Why? Because the battle begins in the mind. We need to be careful what we fill our minds with. Remember, there is little point praying that Allah leads us not into temptation, then walking straight into a tempting situation.

Why? Because those thoughts grow into an attitude and then the attitude grows into a disposition. Consequently, this disposition erodes boundaries and clouds our sense of right and wrong.

Rather than being controlled by this, we need to direct that energy in positive directions. Join a gym, become engaged in charity work or help the needy. The options are countless.

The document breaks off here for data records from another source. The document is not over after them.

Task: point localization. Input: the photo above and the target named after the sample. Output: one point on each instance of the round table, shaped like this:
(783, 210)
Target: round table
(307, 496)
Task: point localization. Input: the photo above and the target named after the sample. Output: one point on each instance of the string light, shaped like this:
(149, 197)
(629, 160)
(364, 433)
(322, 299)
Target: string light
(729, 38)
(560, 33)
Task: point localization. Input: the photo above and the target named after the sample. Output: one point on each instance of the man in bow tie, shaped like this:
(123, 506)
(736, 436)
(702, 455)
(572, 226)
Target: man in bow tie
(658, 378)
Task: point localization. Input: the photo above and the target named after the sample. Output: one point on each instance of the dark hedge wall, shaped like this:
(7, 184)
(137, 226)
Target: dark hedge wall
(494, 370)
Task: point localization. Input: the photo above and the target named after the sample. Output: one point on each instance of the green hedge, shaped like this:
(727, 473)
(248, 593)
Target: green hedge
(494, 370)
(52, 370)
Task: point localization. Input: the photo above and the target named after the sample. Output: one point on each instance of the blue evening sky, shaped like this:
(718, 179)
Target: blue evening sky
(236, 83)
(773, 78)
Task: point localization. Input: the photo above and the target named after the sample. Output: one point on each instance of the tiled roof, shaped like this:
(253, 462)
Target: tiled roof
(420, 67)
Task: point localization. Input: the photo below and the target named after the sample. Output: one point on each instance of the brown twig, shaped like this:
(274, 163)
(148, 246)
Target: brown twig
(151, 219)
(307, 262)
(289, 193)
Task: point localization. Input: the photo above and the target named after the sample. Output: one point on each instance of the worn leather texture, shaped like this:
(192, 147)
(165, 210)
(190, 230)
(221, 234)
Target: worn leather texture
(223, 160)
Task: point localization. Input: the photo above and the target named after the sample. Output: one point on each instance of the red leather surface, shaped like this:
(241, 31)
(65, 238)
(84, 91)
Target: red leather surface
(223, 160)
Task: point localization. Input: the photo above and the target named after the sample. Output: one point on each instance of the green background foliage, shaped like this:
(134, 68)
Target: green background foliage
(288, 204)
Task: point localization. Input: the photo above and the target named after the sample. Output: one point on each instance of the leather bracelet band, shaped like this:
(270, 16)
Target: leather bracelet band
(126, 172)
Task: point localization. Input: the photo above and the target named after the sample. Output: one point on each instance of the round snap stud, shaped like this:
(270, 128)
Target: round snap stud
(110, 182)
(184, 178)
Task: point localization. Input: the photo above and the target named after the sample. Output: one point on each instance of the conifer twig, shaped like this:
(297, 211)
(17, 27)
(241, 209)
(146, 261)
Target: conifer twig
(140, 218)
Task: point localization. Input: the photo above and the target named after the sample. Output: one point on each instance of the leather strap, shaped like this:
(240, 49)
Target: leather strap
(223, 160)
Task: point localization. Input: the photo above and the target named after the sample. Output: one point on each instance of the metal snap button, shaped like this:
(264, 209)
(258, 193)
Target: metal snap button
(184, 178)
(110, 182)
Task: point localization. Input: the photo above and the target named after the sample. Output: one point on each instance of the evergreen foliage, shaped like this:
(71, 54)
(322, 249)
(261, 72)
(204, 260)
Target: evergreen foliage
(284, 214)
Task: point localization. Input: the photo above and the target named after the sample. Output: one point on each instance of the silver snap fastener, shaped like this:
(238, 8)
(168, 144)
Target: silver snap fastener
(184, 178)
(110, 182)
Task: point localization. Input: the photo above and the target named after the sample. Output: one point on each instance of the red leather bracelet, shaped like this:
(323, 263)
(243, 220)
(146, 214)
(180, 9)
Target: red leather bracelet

Don’t compromise your religion. We were created to only please and worship Allah, so do not worry and stress about what others might think of you. When we place our desires and those of others, ahead of Allah, only disappointment can come out of it.

Eventually We Will Reap the Rewards

Surround yourself with those who will remind you of Allah and help you stay steadfast. After all, they say, ‘good company and good discourse are the very sinews of virtue’.

Place your trust in Allah, and remember your rewards. Allah has promised us that with every hardship, there will be ease. Without doubt, the most difficult hardship is fighting desire. Hormones run high and we’re completely lost.

Safeguard yourself by always keeping busy. Continue to make supplications and remain firm with the belief that every single thing is written and preordained. That includes your future partner.

That said, embrace the new experiences and enjoy them. Don’t make enemies. Simply explain your beliefs and then show them that Islam is beautiful. A religion of peace and moderation. Show them through actions. Actions that don’t go against our religious beliefs.